Installation requires python (version 3.9 to 3.12 are supported). Once you have python you can run

pip install sonosthesia-audio-pipeline --upgrade

Quick start

Note that you might need to use the python3 command rather than python depending on your setup. File path is absolute or relative to the working directory. Supported audio files are .mp3 and .wav.

Note that the --input (shorthand -i) can also be a directory in which case files with appropriate extensions will be processed in order.

Use --help (shorthand h) to get argument list for each of the subcommands. For example

python -m sonosthesia_audio_pipeline analysis -h

Anaylysis

Will generate an .xaa analysis file alongside the audio file.

python -m sonosthesia_audio_pipeline analysis -i File.mp3

Separation

Will create seperated files in a directory with the audio file's name (without extension), nested by demucs separation model type as described here. The default model is mdx_extra.

python -m sonosthesia_audio_pipeline separation -i File.mp3

To specify another model use --model (shorthand -n)

python -m sonosthesia_audio_pipeline separation -i File.mp3 -n mdx

Pipeline

Pipeline runs the source separation on an audio file, then runs analysis on the original audio file as well as the separated ones

python -m sonosthesia_audio_pipeline pipeline -i File.mp3

Python Pipeline

Source Separation

Currently using Demucs because it seems to score better on overall SDR and is a lot easier to install with pip than Spleeter.

Sound Analysis

This is a high level description, for output file schemas see the Output file specification section.

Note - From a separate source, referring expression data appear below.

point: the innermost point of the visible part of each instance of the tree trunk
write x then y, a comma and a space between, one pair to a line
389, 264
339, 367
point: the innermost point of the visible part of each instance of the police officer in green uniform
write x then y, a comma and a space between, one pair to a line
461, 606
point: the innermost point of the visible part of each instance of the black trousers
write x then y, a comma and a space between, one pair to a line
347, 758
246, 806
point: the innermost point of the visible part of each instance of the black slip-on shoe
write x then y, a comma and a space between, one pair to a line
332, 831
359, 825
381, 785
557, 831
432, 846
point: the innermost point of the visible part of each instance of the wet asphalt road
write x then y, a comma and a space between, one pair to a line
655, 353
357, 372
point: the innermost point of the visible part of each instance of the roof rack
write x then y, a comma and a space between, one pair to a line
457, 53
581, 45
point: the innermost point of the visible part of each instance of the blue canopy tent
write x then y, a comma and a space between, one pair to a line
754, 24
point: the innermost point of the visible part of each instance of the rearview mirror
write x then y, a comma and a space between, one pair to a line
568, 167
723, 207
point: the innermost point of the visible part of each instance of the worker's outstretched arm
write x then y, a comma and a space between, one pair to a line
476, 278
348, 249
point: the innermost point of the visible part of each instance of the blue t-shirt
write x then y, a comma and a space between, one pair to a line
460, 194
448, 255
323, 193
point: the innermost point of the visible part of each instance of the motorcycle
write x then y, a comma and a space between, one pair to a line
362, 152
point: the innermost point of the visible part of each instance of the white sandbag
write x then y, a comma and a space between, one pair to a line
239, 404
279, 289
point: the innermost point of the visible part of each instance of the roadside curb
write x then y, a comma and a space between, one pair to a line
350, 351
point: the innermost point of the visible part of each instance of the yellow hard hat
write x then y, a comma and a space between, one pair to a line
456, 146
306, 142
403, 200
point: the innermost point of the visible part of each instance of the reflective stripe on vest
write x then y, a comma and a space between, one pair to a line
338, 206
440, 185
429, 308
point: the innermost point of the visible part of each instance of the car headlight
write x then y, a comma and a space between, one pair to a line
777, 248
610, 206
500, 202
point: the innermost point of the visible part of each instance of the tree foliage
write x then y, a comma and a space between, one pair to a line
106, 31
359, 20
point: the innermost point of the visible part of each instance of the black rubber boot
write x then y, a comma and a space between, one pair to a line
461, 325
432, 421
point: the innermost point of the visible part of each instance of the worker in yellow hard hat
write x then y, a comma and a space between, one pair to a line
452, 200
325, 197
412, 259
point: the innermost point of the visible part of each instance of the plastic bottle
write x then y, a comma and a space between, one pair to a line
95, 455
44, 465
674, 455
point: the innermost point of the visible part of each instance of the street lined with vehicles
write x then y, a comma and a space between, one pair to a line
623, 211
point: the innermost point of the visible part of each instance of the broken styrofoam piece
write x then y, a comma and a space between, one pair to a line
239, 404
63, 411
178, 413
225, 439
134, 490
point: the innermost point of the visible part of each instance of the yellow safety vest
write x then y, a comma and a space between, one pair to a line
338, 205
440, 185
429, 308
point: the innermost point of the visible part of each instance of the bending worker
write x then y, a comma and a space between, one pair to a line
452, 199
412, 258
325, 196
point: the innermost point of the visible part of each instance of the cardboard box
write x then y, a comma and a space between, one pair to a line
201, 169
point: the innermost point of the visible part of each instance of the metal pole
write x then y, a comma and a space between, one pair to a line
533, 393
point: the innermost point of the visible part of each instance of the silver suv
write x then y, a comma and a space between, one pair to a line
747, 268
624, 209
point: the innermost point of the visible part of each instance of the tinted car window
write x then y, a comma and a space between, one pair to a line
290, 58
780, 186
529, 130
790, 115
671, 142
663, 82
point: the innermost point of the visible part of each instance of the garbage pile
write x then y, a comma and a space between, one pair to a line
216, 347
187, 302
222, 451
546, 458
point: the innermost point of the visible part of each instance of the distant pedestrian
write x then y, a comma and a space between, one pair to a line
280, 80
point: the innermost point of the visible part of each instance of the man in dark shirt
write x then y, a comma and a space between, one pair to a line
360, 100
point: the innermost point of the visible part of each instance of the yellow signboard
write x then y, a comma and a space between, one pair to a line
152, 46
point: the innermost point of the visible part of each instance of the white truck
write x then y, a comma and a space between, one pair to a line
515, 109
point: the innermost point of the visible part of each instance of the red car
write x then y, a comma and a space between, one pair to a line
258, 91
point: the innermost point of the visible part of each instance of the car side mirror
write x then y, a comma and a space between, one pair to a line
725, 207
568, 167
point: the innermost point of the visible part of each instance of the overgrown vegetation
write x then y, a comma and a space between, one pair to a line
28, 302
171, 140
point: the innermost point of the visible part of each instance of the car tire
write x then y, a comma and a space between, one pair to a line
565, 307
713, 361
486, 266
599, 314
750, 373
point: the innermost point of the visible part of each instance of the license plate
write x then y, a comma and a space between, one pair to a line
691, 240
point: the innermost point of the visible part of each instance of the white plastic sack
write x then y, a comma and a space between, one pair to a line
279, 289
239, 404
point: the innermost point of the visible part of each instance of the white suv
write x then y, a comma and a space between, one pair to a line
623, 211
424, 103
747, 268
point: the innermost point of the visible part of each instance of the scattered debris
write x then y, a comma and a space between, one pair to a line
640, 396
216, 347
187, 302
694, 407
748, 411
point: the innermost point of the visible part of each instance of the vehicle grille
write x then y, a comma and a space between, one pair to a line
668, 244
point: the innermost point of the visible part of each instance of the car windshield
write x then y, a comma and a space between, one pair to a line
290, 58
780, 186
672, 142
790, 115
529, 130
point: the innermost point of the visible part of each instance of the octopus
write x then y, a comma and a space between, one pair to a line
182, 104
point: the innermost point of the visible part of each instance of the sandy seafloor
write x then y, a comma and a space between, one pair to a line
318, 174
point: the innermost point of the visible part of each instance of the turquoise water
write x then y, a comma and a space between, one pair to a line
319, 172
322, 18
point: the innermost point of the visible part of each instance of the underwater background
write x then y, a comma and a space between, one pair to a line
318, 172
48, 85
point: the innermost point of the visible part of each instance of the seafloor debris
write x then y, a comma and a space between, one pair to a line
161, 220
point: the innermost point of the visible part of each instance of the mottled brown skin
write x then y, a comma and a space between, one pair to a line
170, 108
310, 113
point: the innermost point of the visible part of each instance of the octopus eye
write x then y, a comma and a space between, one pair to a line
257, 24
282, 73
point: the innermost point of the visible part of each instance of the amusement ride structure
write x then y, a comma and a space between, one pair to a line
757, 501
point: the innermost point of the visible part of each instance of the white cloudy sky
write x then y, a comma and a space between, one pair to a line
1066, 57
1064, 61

Librosa is used to extract audio features which are of particular interest for driving reactive visuals, notably:

Beats and tempo
RMS magnitude
Energy in low, mid and high frequency bands
Onsets
Spectral centroid and bandwidth

The analysis contains various kinds of data

Continuous

Provided for each analysis from, with 512 sample hop size

{
    "time": 0.0,
    "rms": 0.0,
    "lows": 0.0,
    "mids": 0.0,
    "highs": 0.0,
    "centroid": 0.0
}

Peak

Discrete events describing a detected peak in the

{
    "channel": 0
    "start": 0.0,
    "duration": 0.0,
    "magnitude": 0.0,
    "strength": 0.0
}

channel is 0 (main), 1 (lows), 2 (mids), 3 (highs)
start is the peak start time in seconds
duration is the peak start time in seconds
magnitude is the max peak magnitude in dB
strength is max the onset envelope (normalized)

Info

There is an info field which contains meta data and stats about the analysis for easy retrieval

{
    "info": {
      "duration": 277.0721088435374,
      "main": {
        "band": {
          "lower": 20.0,
          "upper": 8000.0
        },
        "magnitude": {
          "lower": -87.18254089355469,
          "upper": -7.182541847229004
        },
        "peaks": 699
      },
      "lows": {
        "band": {
          "lower": 30.0,
          "upper": 100.0
        },
        "magnitude": {
          "lower": -86.90585327148438,
          "upper": -6.905849456787109
        },
        "peaks": 1823
      },
      "mids": {
        "band": {
          "lower": 500.0,
          "upper": 2000.0
        },
        "magnitude": {
          "lower": -94.8998794555664,
          "upper": -14.899882316589355
        },
        "peaks": 669
      },
      "highs": {
        "band": {
          "lower": 4000.0,
          "upper": 16000.0
        },
        "magnitude": {
          "lower": -95.01151275634766,
          "upper": -15.01151180267334
        },
        "peaks": 691
      },
      "centroid": {
        "lower": 0.0,
        "upper": 8195.748929100935
      }
    }
   
}

Planned

Look into using Essentia which seems to be good for highler level musical descriptors.

Readers

Unity Timeline

A Unity Timeline reader for analysis files is provided. A demo application is available here

Planned

Planning reader for Unreal Engine and Swift

Output file specification

Binary MsgPack (.xaa)

Header for the file is three 32 bit integers used to determine version and reserved for future use. Rest of the file is message pack data with the following JSON equivalent shema here

Human readable JSON (.json)

Primarily used for investigation and debugging purposes. JSON schema available here. In order to write JSON analysis files, you can specify the -j argument

Converting between .xaa and .json

You can convert between formats using

python -m sonosthesia_audio_pipeline conversion -i File.xaa

python -m sonosthesia_audio_pipeline conversion -i File.json

Project details

These details have not been verified by PyPI

Project links

Release history Release notifications | RSS feed

2.1.0

Sep 27, 2024

This version

2.0.0

Sep 26, 2024

0.0.10

Sep 26, 2024

0.0.9

Sep 26, 2024

0.0.8

Sep 26, 2024

0.0.7

Sep 26, 2024

Download files

Download the file for your platform. If you're not sure which to choose, learn more about installing packages.

Source Distribution

sonosthesia_audio_pipeline-2.0.0.tar.gz (15.7 kB view details)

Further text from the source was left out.